On a price-to-sales basis, the stock's recent 4.8 multiple is the cheapest it has been in four years. Once the company's revenue is growing again, which could happen next year based on Wall Street's consensus estimate that has Celsius posting a 16% increase in 2025 revenue, investors stand to earn outstanding returns from these lower share prices.

2. Lululemon Athletica

The athletic apparel market has fueled strong growth over decades for leading brands like Nike, and Lululemon Athletica appears to be the next in line. Even after the recent collapse in Lululemon's share price, the stock is up 610% over the last 10 years, which is triple the return of the S&P 500 (^GSPC -1.22%).

Lululemon's revenue grew just 7% year over year in the July-ending quarter, a notable drop from the company's 20% annual average over the last decade. But that's still superior to industry leader Nike, which posted a revenue decline of 10%. Lululemon is still demonstrating it has a loyal base of customers who are willing to pay premium prices for its products.

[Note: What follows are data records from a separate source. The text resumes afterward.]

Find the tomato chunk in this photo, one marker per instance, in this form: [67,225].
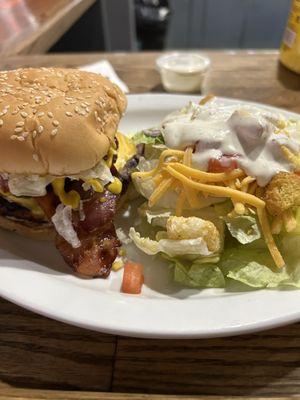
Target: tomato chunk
[133,278]
[222,164]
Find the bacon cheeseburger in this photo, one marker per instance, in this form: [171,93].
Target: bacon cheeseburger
[63,166]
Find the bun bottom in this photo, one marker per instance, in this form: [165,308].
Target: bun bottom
[30,229]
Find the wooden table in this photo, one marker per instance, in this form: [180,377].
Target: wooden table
[38,353]
[33,26]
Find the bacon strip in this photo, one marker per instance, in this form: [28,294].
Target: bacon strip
[99,243]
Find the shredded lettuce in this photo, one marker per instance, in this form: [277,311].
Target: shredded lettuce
[243,227]
[197,275]
[148,136]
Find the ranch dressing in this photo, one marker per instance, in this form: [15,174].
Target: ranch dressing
[247,134]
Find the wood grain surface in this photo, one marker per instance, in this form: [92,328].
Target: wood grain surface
[33,26]
[41,354]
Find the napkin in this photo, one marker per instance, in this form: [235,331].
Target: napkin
[106,69]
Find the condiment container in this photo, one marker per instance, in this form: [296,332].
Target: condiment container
[183,72]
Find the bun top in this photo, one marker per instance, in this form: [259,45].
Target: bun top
[56,121]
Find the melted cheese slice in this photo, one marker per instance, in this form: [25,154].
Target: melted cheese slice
[27,202]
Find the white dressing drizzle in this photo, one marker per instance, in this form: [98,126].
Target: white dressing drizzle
[246,133]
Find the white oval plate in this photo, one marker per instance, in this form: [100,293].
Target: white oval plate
[33,275]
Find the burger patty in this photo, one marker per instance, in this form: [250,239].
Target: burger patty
[14,210]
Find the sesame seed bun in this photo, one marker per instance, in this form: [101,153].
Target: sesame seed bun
[33,230]
[56,121]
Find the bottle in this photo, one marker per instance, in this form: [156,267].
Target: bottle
[290,46]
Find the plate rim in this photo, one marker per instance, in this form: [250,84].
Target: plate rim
[200,332]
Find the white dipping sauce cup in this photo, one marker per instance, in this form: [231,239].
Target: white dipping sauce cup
[183,72]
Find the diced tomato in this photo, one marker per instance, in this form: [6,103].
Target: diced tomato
[133,278]
[222,164]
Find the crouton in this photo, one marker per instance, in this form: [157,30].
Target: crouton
[282,193]
[179,228]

While Nike has been around for half a century, Lululemon has only been around for a few decades. It has just started to expand beyond apparel into new products like footwear in recent years. International revenue grew 29% year over year last quarter. This high rate of growth indicates there are still abundant opportunities for the brand to expand globally.

Investing in top brands when consumer spending is down can help you boost your returns when the economy is firing on all cylinders again. Lululemon posted growth of 19% last year and should have several more years of double-digit growth ahead. With the stock trading at a forward price-to-earnings ratio of 23.8, investors could also earn double-digit annualized returns over the long term.